Cet excellent roman d'
Irvin Yalom met en miroir deux vies, deux destins :
- celle du grand philosophe hollandais Baruch
Spinoza (1632-1677), un des plus grands penseurs de notre Histoire, né de religion juive, exclu de sa communauté pour avoir remis en cause la Bible et la Torah, rationalisé (remis en cause ? ) l'existence de Dieu et vilipendé, décrédibilisé l'autorité spirituelle des rabbins. Je fais court, trop court...
- de l'autre côté,
Alfred Rosenberg,(1893-1946), Estonien de naissance, antisémite obsessionnel, idéologue, "théoricien" du nazisme controversé par les fascistes eux-mêmes. Il sera un des condamnés du Procès de Nuremberg à ne rien renier, défendre le nazisme jusqu'au bout.
Deux êtres que tout oppose !
Le début de ce livre est le suivant : Rosenberg, alors au lycée, fait un discours antisémite, pour des élections de délégué.
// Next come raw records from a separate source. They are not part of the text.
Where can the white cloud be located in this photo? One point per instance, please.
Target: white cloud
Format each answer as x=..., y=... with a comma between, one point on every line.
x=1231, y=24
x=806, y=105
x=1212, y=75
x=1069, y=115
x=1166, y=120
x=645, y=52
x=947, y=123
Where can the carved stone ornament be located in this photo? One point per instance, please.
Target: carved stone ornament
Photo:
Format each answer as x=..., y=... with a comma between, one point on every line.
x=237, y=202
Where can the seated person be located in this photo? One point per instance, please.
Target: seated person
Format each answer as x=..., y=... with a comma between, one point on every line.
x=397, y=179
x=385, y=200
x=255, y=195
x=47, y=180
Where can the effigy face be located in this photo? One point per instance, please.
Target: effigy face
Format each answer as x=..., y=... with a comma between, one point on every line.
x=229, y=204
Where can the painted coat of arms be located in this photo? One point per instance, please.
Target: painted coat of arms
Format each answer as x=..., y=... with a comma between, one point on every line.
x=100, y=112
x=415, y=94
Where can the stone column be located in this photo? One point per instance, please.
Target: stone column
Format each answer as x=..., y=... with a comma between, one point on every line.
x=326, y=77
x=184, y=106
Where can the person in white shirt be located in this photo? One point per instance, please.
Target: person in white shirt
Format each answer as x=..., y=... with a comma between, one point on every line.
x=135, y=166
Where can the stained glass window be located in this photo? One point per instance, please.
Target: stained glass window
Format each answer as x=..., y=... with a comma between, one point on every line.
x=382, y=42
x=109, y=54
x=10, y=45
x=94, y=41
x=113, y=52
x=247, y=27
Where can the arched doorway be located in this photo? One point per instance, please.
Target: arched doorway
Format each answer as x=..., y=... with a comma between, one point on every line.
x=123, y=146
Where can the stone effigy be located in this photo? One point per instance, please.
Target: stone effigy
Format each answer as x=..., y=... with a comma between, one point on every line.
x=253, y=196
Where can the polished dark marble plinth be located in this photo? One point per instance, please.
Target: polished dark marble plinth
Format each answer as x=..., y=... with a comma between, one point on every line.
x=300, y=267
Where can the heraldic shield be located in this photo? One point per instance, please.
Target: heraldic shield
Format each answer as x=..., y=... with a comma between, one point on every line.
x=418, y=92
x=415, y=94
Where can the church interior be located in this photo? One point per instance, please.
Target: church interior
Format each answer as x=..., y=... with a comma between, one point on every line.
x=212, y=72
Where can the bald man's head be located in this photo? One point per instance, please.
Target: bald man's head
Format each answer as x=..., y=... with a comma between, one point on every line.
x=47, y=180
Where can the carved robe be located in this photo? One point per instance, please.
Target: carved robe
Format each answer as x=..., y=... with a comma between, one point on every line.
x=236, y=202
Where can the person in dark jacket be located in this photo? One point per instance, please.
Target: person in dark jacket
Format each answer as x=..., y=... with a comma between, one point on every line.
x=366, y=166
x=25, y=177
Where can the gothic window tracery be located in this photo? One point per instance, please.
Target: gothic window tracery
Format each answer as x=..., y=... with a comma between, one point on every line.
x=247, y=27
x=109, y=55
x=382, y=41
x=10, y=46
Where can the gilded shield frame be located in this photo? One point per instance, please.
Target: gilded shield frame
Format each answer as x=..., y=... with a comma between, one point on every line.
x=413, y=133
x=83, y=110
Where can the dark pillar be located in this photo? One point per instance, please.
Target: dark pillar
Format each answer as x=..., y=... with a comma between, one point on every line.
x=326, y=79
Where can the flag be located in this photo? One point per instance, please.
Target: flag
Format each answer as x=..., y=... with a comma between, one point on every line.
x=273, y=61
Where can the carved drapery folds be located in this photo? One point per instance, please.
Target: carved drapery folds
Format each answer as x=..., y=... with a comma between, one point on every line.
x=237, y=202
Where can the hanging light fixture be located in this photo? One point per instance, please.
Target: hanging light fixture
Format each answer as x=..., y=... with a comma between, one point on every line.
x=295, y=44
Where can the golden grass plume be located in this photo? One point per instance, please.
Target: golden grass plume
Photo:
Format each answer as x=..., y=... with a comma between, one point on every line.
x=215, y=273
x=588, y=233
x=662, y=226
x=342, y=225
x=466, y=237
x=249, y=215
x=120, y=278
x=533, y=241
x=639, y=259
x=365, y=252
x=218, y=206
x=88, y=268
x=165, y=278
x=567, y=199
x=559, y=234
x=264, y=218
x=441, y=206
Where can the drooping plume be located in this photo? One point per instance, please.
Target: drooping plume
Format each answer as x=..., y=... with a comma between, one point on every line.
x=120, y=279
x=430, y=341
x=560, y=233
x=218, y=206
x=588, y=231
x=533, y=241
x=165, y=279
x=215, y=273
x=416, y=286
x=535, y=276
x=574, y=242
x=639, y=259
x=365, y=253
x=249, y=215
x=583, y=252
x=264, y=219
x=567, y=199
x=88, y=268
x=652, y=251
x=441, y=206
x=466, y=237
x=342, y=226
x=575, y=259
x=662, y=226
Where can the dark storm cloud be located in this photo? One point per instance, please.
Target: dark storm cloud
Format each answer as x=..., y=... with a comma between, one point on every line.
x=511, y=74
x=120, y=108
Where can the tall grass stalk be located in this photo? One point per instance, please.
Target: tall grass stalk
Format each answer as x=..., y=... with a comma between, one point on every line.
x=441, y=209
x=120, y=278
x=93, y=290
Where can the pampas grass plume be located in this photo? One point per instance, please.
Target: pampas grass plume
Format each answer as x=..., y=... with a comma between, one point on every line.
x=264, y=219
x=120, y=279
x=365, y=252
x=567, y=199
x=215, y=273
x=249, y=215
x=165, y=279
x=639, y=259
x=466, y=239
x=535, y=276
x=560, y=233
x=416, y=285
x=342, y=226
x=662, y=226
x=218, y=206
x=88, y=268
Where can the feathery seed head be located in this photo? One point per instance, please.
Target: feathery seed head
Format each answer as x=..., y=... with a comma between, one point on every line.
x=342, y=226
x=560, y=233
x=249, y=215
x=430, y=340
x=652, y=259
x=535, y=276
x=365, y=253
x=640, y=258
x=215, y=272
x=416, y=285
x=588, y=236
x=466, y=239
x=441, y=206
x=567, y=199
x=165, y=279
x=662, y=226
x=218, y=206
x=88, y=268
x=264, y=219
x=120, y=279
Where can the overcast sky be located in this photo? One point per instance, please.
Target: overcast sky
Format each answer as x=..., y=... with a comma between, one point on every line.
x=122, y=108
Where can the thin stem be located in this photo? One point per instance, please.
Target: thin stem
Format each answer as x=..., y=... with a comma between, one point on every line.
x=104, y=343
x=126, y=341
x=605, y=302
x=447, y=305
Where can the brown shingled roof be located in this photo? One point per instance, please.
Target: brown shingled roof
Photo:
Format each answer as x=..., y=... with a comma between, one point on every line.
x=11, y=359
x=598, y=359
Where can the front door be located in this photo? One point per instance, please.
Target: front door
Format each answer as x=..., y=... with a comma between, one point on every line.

En punition, ses professeurs le contraignent à lire "
l'Ethique " de
Spinoza et d'en faire un résumé.
Irvin Yalom fait de Rosenberg un homme marqué toute sa vie par
Spinoza, car ce philosophe dont se réfère Hegel,
Nietzsche,
Goethe, et tous les grands penseurs allemands qu'il vénère... Est juif ! Comment est ce possible ?
En faisant vivre
Spinoza dans son époque,
Irvin Yalom nous fait découvrir les principes de sa philosophie : l'émancipation de l'individu, a.recherche de la liberté, la compréhension de la nature de l'univers et de ce qui le compose, l' étude et le mouvement de la pensée, le raisonnement et la compréhension des "affects" qui influencent nos sentiments, nos décisions, nos relations avec les autres.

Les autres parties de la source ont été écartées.